My colleagues and I have demonstrated the importance of sampling strategies in an epidemiological study that can be used not only for prevalence estimates but also explorations of phenotypic variations and genomics. Rather than sampling only high-risk individuals with a higher probability of having developmental psychopathology (such as those receiving educational or psychiatric services), we used a total population approach. We screened all children in a geographic area, including individuals at both high and low risk for developmental psychopathology. On the basis of sampling alone, we found that ASD prevalence increased from 0.8% in the high-risk group to 2.6% in the total population. We were also able to demonstrate that the ASD phenotype was different from that in previous reports. For example, the male-to-female ratio changed from 5:1 to 2.5:1 and mean performance IQ changed from 75 to 98 in the high-risk group and total population, respectively (
15).
It has always been important to use scientifically rigorous, clever, and creative sampling strategies. But this critical part of science has often been neglected. In the current era of exploration in etiological substrates of disorder and dysfunction, it is absolutely essential that sampling strategies are carefully planned a priori and are then equally carefully executed.
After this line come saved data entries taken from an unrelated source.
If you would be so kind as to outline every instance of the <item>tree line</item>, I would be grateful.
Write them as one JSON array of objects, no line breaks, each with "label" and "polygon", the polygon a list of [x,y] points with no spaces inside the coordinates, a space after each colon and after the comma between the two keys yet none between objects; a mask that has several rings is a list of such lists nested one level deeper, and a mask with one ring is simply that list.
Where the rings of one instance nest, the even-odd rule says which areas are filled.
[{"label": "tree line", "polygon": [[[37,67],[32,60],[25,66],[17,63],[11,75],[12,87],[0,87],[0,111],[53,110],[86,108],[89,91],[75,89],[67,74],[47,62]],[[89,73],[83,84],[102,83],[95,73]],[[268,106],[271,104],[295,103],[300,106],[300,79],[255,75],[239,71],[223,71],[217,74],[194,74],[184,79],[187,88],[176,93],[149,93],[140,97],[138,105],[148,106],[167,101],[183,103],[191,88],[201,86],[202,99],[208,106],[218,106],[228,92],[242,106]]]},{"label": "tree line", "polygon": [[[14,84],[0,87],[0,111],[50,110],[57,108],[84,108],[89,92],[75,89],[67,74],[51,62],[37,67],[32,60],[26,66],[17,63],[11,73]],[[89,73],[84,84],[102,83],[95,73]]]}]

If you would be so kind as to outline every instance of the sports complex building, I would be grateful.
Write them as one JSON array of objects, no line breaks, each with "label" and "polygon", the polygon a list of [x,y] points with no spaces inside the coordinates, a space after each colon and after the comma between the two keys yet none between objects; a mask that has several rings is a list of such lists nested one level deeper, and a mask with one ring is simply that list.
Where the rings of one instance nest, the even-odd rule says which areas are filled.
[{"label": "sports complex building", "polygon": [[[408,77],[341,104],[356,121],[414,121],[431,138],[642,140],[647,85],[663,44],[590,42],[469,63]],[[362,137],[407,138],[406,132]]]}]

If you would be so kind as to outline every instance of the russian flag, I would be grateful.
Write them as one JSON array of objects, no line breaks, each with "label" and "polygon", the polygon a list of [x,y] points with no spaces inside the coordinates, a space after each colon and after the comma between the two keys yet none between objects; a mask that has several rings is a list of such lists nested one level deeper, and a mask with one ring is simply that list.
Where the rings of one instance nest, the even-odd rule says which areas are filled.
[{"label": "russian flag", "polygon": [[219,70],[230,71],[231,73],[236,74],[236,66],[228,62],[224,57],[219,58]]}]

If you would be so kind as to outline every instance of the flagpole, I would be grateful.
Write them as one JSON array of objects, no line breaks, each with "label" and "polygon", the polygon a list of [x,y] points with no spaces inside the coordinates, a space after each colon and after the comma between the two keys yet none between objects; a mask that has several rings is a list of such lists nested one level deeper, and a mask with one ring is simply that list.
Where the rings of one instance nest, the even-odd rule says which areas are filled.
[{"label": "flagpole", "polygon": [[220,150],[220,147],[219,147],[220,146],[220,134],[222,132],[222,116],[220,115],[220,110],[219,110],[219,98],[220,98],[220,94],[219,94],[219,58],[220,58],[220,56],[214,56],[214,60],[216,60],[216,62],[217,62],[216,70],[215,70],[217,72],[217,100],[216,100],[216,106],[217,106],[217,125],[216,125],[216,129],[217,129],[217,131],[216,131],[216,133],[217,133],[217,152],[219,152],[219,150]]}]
This is crucial for successful hypothesis testing, identification of both genetic and nongenetic etiological substrates, and comprehensive description of phenotype distribution. Bartlett and colleagues acknowledge that their study suffers from a small number of subjects, resulting in limited statistical power to test a portion of their hypotheses, and that their findings need to be replicated in larger-scale, independent populations. Nonetheless, these authors have demonstrated the value of a carefully constructed and well-executed sampling tactic in the search for a common genetic liability for shared phenotypes across distinct clinical conditions. This essential work offers us a strong lesson and will likely contribute to refinement of psychiatric nosology and identification of the target molecular systems that, in turn, will lead to the development of novel and effective treatments. The article by Bartlett et al. shows us that careful scientific technique, especially sampling, allows us to better know and understand what we see.